Under government rules, only so-called top-tier councils can be members of a CCA - in Lancashire’s case, that would mean just the county council and the authorities covering Blackpool and Blackburn with Darwen would sit at the top table.
Lancashire’s dozen district councils – including Fylde and Wyre – would not be part of the formal set-up, although County Hall leader Phillippa Willaimson has said that she is committed to ensuring that they nevertheless have “a voice”.
While the majority of district leaders are so far keeping their powder dry over the plans - including Fylde’s Karen Buckley and Wyre’s Michael Vincent - the response from over in Central Lancashire points towards the re-opening of the divisions that have dogged Lancashire’s devolution attempts for the best part of a decade.
Paul Foster, leader of South Ribble Borough Council, has condemned what he describes as “a breach of trust” by his county counterpart, while Preston City Council leader Matthew Brown has questioned what benefits his area will get if the authority representing it is effectively gagged by the new governance structure.
The latest bump in the road comes after Lancashire’s 15 councils appeared finally to have smoothed a path towards the additional freedoms and funding that they all seek, but the related terms of which have led to countless local quarrels down the years.
The authorities launched their collective “Lancashire 2050” vision back in November, a plan which set out the challenges and opportunities facing the county in eight key areas – including the economy, housing and transport – and what needed to be done to address and harness them.
That built upon a bold blueprint published back in January 2022, which proposed a devolution package worth £5.6bn to the county, based upon a combination of additional cash and the control it would gain over spending that is currently the preserve of the central government.
Announcing the forthcoming government visit to Lancashire at a meeting of the county council last week, the authority’s leader Phillippa Williamson heralded what she said was a chance to “sell hard” the county’s ambition.
“We have a great deal to put to government, an opportunity to bring millions of extra pounds in investment and support - and that can be secured, in my view, without the need for local government reform [reducing the number of councils in the area] and without the need to create an elected mayor.
“I want the deal to support much of the great work that this council leads and delivers on, but I also want it to explore other important issues - in particular, how we can address the challenge of economic inactivity in such areas as Blackpool, Blackburn and Preston by leading a trial focused on skills and health inequality, tailored around the specific challenges of these places.
“We know that we have a great offer…and we should look to secure that opportunity now, so that the people and businesses of Lancashire...can benefit from devolution and the power and the resources that we need to deliver a better future for all,” County Cllr Williamson added.
Meanwhile, Lynn Williams, leader of Blackpool Council, said that the people and businesses of the town and Lancashire as a whole “deserve to benefit from devolution”.
She added: “I welcome any opportunity to discuss how we can make progress.
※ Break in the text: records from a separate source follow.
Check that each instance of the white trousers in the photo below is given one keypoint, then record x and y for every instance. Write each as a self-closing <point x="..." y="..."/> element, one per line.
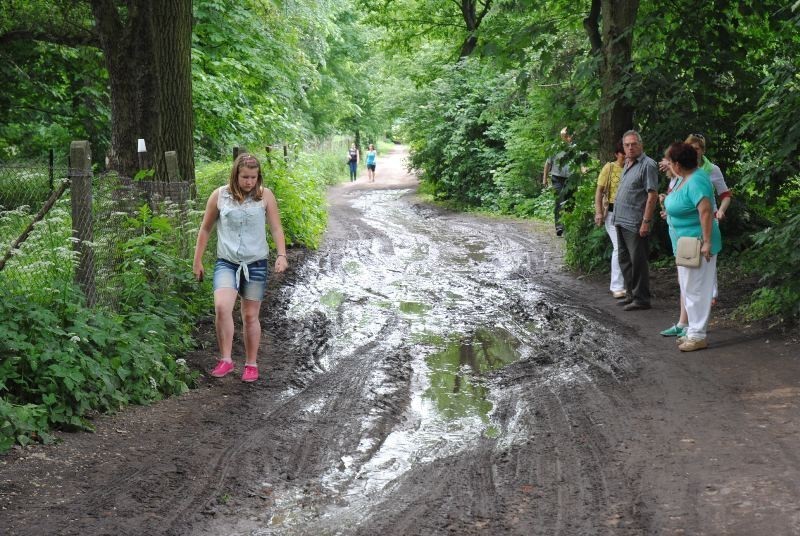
<point x="617" y="282"/>
<point x="697" y="287"/>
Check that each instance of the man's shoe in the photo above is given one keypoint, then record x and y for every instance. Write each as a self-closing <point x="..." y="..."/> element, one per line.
<point x="690" y="345"/>
<point x="250" y="373"/>
<point x="674" y="331"/>
<point x="222" y="368"/>
<point x="635" y="306"/>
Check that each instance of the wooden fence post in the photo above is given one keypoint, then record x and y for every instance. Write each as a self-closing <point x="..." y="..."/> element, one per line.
<point x="80" y="174"/>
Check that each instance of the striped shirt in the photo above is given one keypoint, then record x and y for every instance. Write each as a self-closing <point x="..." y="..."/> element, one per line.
<point x="638" y="178"/>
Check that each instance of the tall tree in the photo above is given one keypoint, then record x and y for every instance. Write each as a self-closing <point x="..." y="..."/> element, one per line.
<point x="472" y="20"/>
<point x="612" y="43"/>
<point x="146" y="46"/>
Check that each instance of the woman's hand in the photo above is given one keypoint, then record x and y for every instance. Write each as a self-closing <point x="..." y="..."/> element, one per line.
<point x="281" y="264"/>
<point x="705" y="250"/>
<point x="198" y="271"/>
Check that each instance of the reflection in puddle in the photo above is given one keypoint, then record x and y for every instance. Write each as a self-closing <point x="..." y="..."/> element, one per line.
<point x="332" y="299"/>
<point x="414" y="308"/>
<point x="449" y="409"/>
<point x="456" y="386"/>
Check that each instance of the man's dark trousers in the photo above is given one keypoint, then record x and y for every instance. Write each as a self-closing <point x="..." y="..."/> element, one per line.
<point x="634" y="260"/>
<point x="559" y="185"/>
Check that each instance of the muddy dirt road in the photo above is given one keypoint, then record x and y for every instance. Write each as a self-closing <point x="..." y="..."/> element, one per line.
<point x="426" y="372"/>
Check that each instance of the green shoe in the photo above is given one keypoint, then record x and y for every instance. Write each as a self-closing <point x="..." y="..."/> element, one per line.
<point x="674" y="331"/>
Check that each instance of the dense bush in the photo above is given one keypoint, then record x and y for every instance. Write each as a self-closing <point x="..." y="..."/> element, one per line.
<point x="64" y="362"/>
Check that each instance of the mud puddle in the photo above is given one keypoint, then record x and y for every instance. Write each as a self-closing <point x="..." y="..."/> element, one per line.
<point x="456" y="304"/>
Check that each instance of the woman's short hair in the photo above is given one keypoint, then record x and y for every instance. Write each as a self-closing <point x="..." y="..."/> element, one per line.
<point x="683" y="154"/>
<point x="245" y="160"/>
<point x="699" y="139"/>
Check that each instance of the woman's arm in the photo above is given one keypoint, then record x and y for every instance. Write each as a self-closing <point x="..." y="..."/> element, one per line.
<point x="706" y="221"/>
<point x="209" y="219"/>
<point x="722" y="190"/>
<point x="275" y="227"/>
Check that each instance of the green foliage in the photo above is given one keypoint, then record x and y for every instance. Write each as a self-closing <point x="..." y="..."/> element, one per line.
<point x="588" y="246"/>
<point x="776" y="257"/>
<point x="299" y="186"/>
<point x="62" y="366"/>
<point x="64" y="362"/>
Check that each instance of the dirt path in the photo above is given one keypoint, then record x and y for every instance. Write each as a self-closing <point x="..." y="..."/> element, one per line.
<point x="429" y="373"/>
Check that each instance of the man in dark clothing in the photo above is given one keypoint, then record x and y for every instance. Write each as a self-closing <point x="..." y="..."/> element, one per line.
<point x="634" y="205"/>
<point x="556" y="171"/>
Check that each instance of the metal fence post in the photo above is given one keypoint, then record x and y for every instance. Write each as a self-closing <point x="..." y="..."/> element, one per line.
<point x="80" y="174"/>
<point x="51" y="162"/>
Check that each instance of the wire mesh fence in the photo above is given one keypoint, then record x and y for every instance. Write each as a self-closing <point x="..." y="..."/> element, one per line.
<point x="62" y="227"/>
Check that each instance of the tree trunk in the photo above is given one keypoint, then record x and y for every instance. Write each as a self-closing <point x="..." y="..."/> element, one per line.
<point x="472" y="21"/>
<point x="614" y="44"/>
<point x="173" y="58"/>
<point x="148" y="56"/>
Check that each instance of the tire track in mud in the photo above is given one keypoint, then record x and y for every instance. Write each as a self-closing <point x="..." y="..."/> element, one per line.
<point x="565" y="342"/>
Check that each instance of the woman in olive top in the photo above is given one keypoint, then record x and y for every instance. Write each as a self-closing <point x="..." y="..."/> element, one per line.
<point x="609" y="179"/>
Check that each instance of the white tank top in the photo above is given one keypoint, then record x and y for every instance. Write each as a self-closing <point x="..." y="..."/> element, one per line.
<point x="241" y="230"/>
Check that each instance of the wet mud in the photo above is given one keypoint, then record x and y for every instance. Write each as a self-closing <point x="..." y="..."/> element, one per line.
<point x="426" y="372"/>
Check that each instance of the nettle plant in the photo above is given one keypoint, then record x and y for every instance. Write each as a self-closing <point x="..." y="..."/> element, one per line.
<point x="63" y="361"/>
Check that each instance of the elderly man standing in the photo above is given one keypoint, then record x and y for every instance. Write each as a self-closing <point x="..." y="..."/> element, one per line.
<point x="633" y="217"/>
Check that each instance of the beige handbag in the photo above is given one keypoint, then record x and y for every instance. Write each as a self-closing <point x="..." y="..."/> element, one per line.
<point x="688" y="252"/>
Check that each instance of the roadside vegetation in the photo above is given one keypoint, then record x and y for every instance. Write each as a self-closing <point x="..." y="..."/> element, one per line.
<point x="478" y="89"/>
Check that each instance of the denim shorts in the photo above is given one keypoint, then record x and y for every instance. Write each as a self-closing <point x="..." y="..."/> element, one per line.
<point x="254" y="289"/>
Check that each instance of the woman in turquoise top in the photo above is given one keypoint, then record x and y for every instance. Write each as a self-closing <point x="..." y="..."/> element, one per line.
<point x="371" y="155"/>
<point x="690" y="213"/>
<point x="241" y="210"/>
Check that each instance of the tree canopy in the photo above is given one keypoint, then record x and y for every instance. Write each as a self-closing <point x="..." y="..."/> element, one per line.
<point x="479" y="89"/>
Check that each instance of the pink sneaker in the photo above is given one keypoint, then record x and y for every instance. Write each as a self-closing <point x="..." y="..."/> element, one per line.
<point x="250" y="373"/>
<point x="222" y="368"/>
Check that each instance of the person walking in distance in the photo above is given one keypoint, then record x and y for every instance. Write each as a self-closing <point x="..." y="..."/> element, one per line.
<point x="634" y="205"/>
<point x="556" y="172"/>
<point x="353" y="158"/>
<point x="241" y="210"/>
<point x="372" y="154"/>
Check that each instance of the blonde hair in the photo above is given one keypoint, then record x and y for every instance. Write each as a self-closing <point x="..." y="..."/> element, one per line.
<point x="245" y="160"/>
<point x="698" y="139"/>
Blackpool Council is eager to work with Lancashire County Council and Blackburn with Darwen Borough Council on plans for a county combined authority as an essential first step in securing a historic first devolution settlement.
“We are clear that we will consider all necessary models to bring the powers and resources that we need to deliver a better future for all,” Cllr Williams said.
Why the wait for a Lancashire devolution deal - and what’s the latest sticking point?
When the government published its Levelling Up white paper in February last year, Lancashire was not listed amongst the nine areas with which Whitehall was next seeking to reach a devolution deal settlement - so the ministerial visit to the county represents a major milestone in its aspirations for more local flexibility and freedom.
However, if the government switch to focusing on Lancashire - announced by Levelling Up Secretary Michael Gove at the Convention of the North event earlier this year - has been born out of the apparent consensus that the county had reached within its own sprawling borders, then it will be important that that unanimity does not crack.
Whitehall’s pre-requisite demands of local areas in return for devolution have been ever-shifting in recent years - with one or more of them regularly tying Lancashire’s leaders in knots.
The main sticking points have been the need for an elected mayor, the creation of a combined authority and the prospect of simplifying the county’s complex local government map - potentially by scrapping the 15 existing councils in the region and replacing them with three standalone, or “unitary”, authorities.
In 2021, then Prime Minister Boris Johnson appeared to have squared the circle for places in Lancashire, which want devolution, but not an Andy Burnham-style figurehead to oversee it - and which are also wedded to their existing local government structure. He offered up the idea of seemingly bespoke “county deals” as a way to kickstart devolution in areas where it was otherwise a distant prospect.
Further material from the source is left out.